I genuinely know someone who ....


4 people who got pregnant right before IVF, I mean litterally the month before they started injections or between cycles 

1 person who had zero fert IVF then caught naturally month after 

L xx


----------



## Perkins2

Lilly I think my friend knows two of those people, either that or she likes to repeat the same story to me over again!!
Crystal - I have heard a tip from these women via my friends "they just relaxed and stopped stressing" (said in a really patronising voice)


----------



## sarahsuperdork

I do genuinely know...

One lady who had her first with IVF and her second came along naturally.
One lady who had a surprise natural BFP after failed IVF.
One lady who had a happy natural miracle just before starting IVF. 

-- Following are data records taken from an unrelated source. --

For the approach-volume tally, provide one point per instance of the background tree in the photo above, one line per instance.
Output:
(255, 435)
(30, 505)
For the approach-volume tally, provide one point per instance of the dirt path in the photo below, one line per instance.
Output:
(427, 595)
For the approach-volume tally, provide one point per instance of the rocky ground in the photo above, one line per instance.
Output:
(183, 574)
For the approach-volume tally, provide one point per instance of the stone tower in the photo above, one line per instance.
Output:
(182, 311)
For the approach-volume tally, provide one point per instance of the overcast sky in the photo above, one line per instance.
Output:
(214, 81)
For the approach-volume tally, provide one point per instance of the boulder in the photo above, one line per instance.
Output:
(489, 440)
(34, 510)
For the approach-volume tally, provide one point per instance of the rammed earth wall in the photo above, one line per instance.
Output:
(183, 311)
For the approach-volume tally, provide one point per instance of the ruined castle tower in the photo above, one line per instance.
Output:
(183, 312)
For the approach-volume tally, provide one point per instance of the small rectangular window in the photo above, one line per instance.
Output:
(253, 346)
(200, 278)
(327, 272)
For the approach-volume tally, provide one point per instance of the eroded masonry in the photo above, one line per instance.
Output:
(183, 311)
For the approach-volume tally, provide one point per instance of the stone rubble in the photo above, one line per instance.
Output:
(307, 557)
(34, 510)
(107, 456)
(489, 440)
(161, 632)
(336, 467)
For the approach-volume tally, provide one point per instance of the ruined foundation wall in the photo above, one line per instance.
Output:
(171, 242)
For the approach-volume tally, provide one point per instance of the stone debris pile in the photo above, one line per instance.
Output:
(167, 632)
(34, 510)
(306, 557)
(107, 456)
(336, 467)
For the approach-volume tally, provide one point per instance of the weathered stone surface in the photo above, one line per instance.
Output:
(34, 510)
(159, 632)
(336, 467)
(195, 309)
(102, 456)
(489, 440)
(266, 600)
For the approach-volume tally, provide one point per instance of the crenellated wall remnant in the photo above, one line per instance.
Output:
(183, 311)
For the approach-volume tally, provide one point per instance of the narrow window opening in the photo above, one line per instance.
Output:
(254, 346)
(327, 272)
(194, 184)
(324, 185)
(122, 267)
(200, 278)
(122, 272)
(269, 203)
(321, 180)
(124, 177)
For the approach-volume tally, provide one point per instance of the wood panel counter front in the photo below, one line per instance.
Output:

I wish it were as common as the "friend of a friend" stories make out though!


----------



## Lilly83

Check this out I got on ********, it was from someone I don't know well and hadn't spoken to before 


Hi Lauren

Are you still having IVF? 

My mum was told she would never conceive, she cried an absolute river, so my dad  said lets just move to America and have a brilliant life.so they moved to Chicago, 3 months later she got pregnant xxx

Clearly stress is a big game player

My cousin was told she couldn't have children. They moved to Florida, now have triplets xx

Well my cousin is a nurse believe it or not, RTA nurse in Clearwater Florida. Her husband was just a factory worker, he's now a firefighting paramedic!! And they now have triplets xx


----------



## crystaldaisy

Perkins2 said:


> Lilly I think my friend knows two of those people, either that or she likes to repeat the same story to me over again!!
> Crystal - I have heard a tip from these women via my friends "they just relaxed and stopped stressing" (said in a really patronising voice)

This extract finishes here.